Although he is only 44 years old, Fabrizio Gilardi has been head of the Department of Political Science for over seven years already, following a meteoric rise through the ranks of academia.  Asked why he decided on politics in the first place, he says: “I have always been interested in politics and international relations. I wanted to know how society functions.” When he finished school, he therefore left his home city of Lugano to enrol in a political science program at the University of Geneva. The universities in the Lake Geneva region had an outstanding reputation in this discipline, explains Gilardi, and it was common for students from Ticino to leave their home canton to study. The course lived up to his expectations, and as a talented student he was able to go straight on to the University of Lausanne to write his PhD. For his dissertation, he investigated independent regulatory bodies.

Around the turn of the century, he explains, more and more independent bodies were established to regulate various areas of politics, for example telecommunications, energy or food safety. These politically independent authorities were a response to the march of free-market liberalization and privatization. Gilardi looked on the one hand at the question of why governments were outsourcing these tasks to external authorities, and on the other hand at how these new institutions in various countries had evolved and spread. He developed theoretical models backed up by empirical data from Switzerland and European countries. After obtaining his doctorate in 2004, Fabrizio Gilardi took a post-doc position at Harvard University in Massachusetts.

Last-minute application

“The offer from UZH came unexpectedly quickly,” says Gilardi, recalling a meeting in Bern shortly after his return from the US in 2008. There he found out about a professorship advertised at the University of Zurich, but the deadline was that day. On the train ride home, he wrote a letter and sent off his application. “I obviously made a good impression, despite my young age of 34,” he laughs. After he got the job, he moved to Zurich, where he now lives with his family and feels very much at home.
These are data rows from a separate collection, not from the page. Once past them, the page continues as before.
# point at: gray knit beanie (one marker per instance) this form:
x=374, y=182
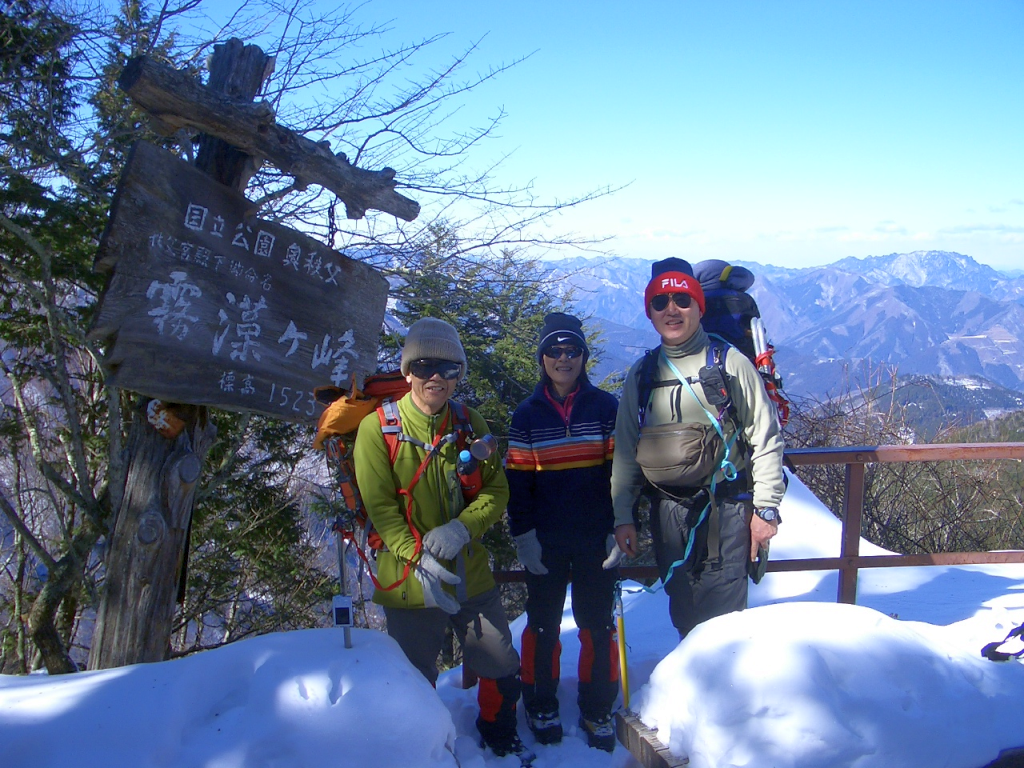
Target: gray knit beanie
x=560, y=328
x=429, y=337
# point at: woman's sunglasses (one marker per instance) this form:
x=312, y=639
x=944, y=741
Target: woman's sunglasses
x=554, y=352
x=660, y=302
x=425, y=369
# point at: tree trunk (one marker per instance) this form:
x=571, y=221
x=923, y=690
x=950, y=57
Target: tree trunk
x=146, y=555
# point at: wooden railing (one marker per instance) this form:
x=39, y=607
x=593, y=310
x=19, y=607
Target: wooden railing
x=850, y=559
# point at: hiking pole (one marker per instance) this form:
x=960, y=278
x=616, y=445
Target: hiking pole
x=760, y=341
x=342, y=602
x=624, y=674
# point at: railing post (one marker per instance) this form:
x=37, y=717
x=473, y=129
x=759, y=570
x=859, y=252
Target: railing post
x=853, y=507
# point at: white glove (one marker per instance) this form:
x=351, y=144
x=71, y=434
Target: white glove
x=431, y=573
x=446, y=541
x=614, y=553
x=527, y=549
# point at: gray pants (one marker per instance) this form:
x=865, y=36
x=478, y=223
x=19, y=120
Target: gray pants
x=480, y=626
x=713, y=581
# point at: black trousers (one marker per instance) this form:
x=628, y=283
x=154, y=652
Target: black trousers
x=577, y=561
x=713, y=580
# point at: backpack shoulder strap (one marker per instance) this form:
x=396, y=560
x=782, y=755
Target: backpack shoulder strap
x=390, y=420
x=715, y=380
x=645, y=382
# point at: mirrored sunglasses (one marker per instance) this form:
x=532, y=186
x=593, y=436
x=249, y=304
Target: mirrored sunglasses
x=425, y=369
x=570, y=351
x=660, y=302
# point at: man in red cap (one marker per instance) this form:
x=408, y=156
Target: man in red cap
x=696, y=433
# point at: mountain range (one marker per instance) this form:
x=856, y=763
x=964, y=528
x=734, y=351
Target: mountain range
x=931, y=313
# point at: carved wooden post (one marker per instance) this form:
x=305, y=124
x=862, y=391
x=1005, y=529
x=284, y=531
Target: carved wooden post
x=148, y=549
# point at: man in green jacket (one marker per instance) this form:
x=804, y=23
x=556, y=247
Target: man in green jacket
x=450, y=580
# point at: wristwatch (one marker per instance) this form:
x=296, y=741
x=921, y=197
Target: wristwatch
x=768, y=514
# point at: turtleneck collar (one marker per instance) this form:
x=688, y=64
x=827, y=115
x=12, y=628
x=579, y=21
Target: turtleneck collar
x=692, y=345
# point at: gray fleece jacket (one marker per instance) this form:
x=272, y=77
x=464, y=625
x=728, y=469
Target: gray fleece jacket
x=674, y=403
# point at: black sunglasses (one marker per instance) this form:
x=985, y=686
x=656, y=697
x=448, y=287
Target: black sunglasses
x=660, y=302
x=425, y=369
x=554, y=352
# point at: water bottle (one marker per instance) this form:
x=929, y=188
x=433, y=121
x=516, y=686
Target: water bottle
x=482, y=448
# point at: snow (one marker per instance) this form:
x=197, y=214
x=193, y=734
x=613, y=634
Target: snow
x=797, y=680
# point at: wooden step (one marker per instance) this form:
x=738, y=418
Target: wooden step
x=643, y=743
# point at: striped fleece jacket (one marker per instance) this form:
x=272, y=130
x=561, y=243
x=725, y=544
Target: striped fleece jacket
x=555, y=456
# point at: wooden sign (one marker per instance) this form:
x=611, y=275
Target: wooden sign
x=209, y=305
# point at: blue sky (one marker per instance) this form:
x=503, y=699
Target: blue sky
x=793, y=133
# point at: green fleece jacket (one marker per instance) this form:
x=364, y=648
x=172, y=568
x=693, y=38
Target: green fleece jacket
x=437, y=499
x=674, y=403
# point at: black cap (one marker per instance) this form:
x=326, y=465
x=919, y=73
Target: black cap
x=715, y=273
x=560, y=328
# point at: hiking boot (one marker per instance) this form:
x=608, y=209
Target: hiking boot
x=600, y=732
x=547, y=727
x=502, y=745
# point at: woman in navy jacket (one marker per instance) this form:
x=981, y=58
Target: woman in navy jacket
x=559, y=468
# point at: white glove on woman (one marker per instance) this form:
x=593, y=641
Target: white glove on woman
x=446, y=541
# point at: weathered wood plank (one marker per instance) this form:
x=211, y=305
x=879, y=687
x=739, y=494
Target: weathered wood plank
x=643, y=743
x=178, y=100
x=1013, y=758
x=210, y=305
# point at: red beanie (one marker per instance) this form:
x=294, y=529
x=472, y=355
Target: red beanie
x=673, y=282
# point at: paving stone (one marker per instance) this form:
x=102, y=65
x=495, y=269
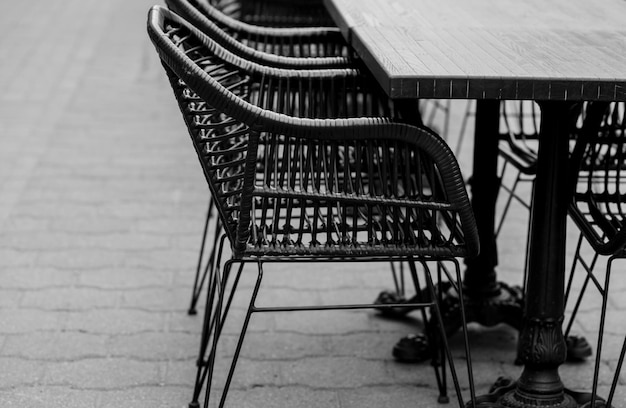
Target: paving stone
x=335, y=372
x=126, y=278
x=296, y=397
x=114, y=321
x=82, y=259
x=55, y=346
x=380, y=396
x=102, y=373
x=48, y=396
x=70, y=298
x=19, y=372
x=35, y=278
x=156, y=299
x=147, y=396
x=157, y=346
x=16, y=321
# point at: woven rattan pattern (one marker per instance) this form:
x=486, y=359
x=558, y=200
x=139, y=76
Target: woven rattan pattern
x=359, y=187
x=287, y=47
x=599, y=204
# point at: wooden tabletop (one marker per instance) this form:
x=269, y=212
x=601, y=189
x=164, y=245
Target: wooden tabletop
x=490, y=49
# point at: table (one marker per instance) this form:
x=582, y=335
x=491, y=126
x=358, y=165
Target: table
x=557, y=53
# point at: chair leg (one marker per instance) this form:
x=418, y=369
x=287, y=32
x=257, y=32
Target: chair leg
x=222, y=306
x=437, y=331
x=605, y=297
x=215, y=315
x=201, y=274
x=437, y=334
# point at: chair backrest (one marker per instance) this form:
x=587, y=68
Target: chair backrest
x=283, y=184
x=599, y=200
x=285, y=13
x=289, y=48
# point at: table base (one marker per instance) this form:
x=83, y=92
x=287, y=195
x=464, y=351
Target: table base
x=505, y=393
x=505, y=305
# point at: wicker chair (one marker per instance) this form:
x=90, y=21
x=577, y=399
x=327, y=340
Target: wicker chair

Eleven years have since passed, and since 2012 he has also been head of department. “Political science is well positioned at the University of Zurich, we are internationally visible and among the best worldwide,” says Gilardi. The department is 31st in the Shanghai Ranking. At the end of the year, his colleague Silja Häusermann will replace him as head of department, and he is looking forward to having more time for his own research. The Digital Democracy Lab will remain a focus. “There are countless questions about digitalization and democracy that we want to look into, not just in connection with elections.”